Topic describes

Write a function to find the longest public prefix in an array of strings. Returns the empty string "" if no public prefix exists. Example 1: Input: STRS = ["flower","flow","flight"] Output: "FL" Example 2: Input: STRS = ["dog","racecar","car"] Output: "" Description: The input does not have a public prefix.

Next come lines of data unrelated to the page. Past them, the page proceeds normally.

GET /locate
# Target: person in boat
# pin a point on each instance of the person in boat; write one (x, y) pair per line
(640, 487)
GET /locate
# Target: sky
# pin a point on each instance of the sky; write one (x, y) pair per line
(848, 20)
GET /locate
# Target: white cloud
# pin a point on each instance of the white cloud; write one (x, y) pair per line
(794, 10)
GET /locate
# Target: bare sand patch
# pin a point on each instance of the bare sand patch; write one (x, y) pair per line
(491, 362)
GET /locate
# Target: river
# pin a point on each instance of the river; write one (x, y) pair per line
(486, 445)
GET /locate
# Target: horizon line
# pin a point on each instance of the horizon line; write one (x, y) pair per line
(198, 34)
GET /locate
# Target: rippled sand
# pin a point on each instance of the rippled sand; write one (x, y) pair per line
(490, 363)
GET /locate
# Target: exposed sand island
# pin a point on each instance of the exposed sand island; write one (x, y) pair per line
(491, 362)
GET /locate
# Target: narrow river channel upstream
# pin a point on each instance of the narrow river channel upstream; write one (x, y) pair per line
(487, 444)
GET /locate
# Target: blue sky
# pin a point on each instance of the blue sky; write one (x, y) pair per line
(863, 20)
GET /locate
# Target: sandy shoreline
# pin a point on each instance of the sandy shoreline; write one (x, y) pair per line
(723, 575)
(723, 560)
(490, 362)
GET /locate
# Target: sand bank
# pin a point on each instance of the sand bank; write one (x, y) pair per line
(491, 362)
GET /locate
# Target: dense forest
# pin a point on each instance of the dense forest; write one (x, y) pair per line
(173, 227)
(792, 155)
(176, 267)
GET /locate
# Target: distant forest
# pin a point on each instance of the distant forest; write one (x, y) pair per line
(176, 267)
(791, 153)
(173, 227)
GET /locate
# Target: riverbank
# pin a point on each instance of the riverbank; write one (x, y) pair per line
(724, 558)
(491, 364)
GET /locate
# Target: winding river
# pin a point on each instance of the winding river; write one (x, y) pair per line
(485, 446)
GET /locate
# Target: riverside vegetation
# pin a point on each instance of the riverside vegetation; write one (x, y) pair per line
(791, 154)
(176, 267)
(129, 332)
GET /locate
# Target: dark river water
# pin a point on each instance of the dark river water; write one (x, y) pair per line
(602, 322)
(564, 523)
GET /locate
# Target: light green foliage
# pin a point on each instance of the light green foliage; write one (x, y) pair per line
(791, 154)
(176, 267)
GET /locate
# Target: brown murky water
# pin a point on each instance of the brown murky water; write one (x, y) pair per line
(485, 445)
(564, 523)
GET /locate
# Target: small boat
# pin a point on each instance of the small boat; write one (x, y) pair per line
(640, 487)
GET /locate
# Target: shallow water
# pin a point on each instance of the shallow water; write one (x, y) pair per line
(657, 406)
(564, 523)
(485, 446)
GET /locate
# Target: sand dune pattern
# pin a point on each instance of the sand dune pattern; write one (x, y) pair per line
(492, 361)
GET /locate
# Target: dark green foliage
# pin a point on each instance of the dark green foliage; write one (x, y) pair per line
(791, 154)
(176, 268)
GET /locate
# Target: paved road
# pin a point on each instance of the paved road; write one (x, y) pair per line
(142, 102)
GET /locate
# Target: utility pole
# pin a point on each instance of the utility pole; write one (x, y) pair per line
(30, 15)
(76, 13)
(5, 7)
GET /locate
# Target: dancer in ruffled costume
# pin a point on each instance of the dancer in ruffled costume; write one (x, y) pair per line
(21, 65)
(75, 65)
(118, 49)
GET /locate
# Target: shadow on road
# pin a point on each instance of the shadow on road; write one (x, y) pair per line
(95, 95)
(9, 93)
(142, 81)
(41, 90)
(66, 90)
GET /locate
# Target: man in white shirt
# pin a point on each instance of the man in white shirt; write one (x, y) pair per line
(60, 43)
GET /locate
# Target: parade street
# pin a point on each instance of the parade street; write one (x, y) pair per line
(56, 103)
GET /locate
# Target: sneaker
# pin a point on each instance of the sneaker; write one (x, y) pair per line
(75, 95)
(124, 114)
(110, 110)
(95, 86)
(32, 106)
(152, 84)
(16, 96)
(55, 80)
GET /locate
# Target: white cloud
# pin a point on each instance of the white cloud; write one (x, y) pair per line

Tip: 0 <= strs.length <= 200 0 <= STRS [I]. Length <= 200 STRS [I] consists of lowercase letters onlyCopy the code

Their thinking

Idea 1: Horizontal scan

  • Special treatment:
    • If the length of the STRS string array is empty, return it;
  • Compare the first element in the array as the longest public prefix;
  • Iterate over each element in the array in turn;
    • If the public prefix does not compare with the current comparison element, the current comparison is terminated immediately, break;
    • Update public prefix prefix=prefix.slice(0,j);
    • If the prefix after the update is empty, the subsequent element comparison ends early.

Space-time complexity

  • Time complexity: O(mn)O(mn), where mm is the average length of strings in the string array and nn is the number of strings. In the worst case, each character of each string in the string array is compared once.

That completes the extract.